Como en la mayoría de formas de protección y seguridad tratan de intentar resolver a posteriori. La seguridad de nuestro sistema depende de la rapidez con que las empresas del sector de los antivirus detecten nuevas amenazas y virus, los procesen y sean capaces de detectarlos y eliminarlos.

Frente a eso y a la aparición de variantes y mutaciones basadas en virus ya existentes, algunos antivirus empezaron a experimentar con sistemas heurísticos que según la wikipedia podemos definir.
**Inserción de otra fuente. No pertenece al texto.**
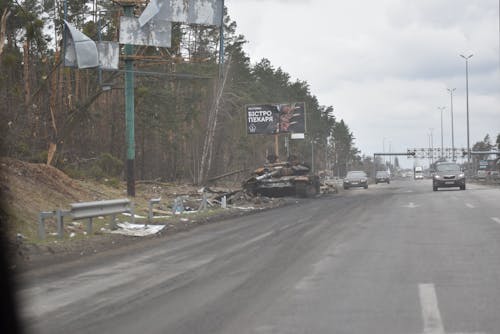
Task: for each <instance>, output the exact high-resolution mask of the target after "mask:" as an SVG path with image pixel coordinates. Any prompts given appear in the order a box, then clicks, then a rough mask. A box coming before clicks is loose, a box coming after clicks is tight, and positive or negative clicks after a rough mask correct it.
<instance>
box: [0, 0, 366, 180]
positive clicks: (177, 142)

En los productos antivirus se conoce como heurística a las técnicas que emplean para reconocer códigos maliciosos (virus, gusanos, troyanos, etc.) que no se encuentren en su base de datos (ya sea porque son nuevos, o por no ser muy divulgados). El término general implica funcionalidades como detección a través de firmas genéricas, reconocimiento del código compilado, desensamblado, desempaquetamiento, entre otros.

Su importancia radica en el hecho de ser la única defensa automática posible frente a la aparición de nuevos códigos maliciosos de los que no se posea firmas.

Cuanto mas nuevo es un virus mas difícil es detectarlo, pero muchísimo más deshacer todos los cambios y el daño que ha realizado. Por eso actualmente son muchísimos los virus que el antivirus detecta y puedes eliminar, pero no «curar».

Alguna aproximación distinta ha habido al tema basada en aplicar ACL (Lista de Control de Acceso del inglés, Access Control List ) a programas. Las ACL usualmente destinadas a gestionar los permisos en redes y sistemas operativos.

Estas aproximaciones se basan en listas blancas (tienen permiso) negras (no lo tienen) y en ocasiones grises (por revisar) y en una política hiper-restrictiva de listas donde todo programa que no esta en la lista blanca no puede actuar. Estas listas han de ser revisadas por personal técnico por lo que como política de seguridad es muy buena pero como política de usabilidad evidentemente no.

Algunos antivirus buscando nuevos enfoques empiezan a investigar y usar otros sistemas de detección basados en comportamientos, es decir monitorizar y vigilar lo que los programas hacen y si hay algo extraño o sospechoso en sus actividades.

Una de ellos es el AVG con su AVG Identity Protection de AVG que basa sus mejoras en el software que la compañía compro al adquirir la empresa Sana Security.

El Failsafe 3.0 de Damballa es un dispositivo que se conecta al ordenador para detectar botnets de malware y se mantiene a la escucha de nuestras comunicaciones con otros sistemas.

En la actualidad los antivirus han evolucionado hacia completas suites de detección no solo de virus sino de otras amenazas como caballos de troya, botnets, malware, spyware, uso de la red, etc… con tantas opciones que a veces a un usuario estándar le puede costar llegar a todas y simplificándose en niveles de uso o protección bajo/medio/alto mediante asistentes.

Podemos bloquear así involuntariamente cosas como envío de traps de monitorizariones SNMP o envió de correos automatizados ante eventos de programas corporativos o dispositivos de seguridad (una cámara por ejemplo), importaciones o exportaciones de bases de datos, … bloqueadas por módulos o reglas avanzadas del programa antivirus.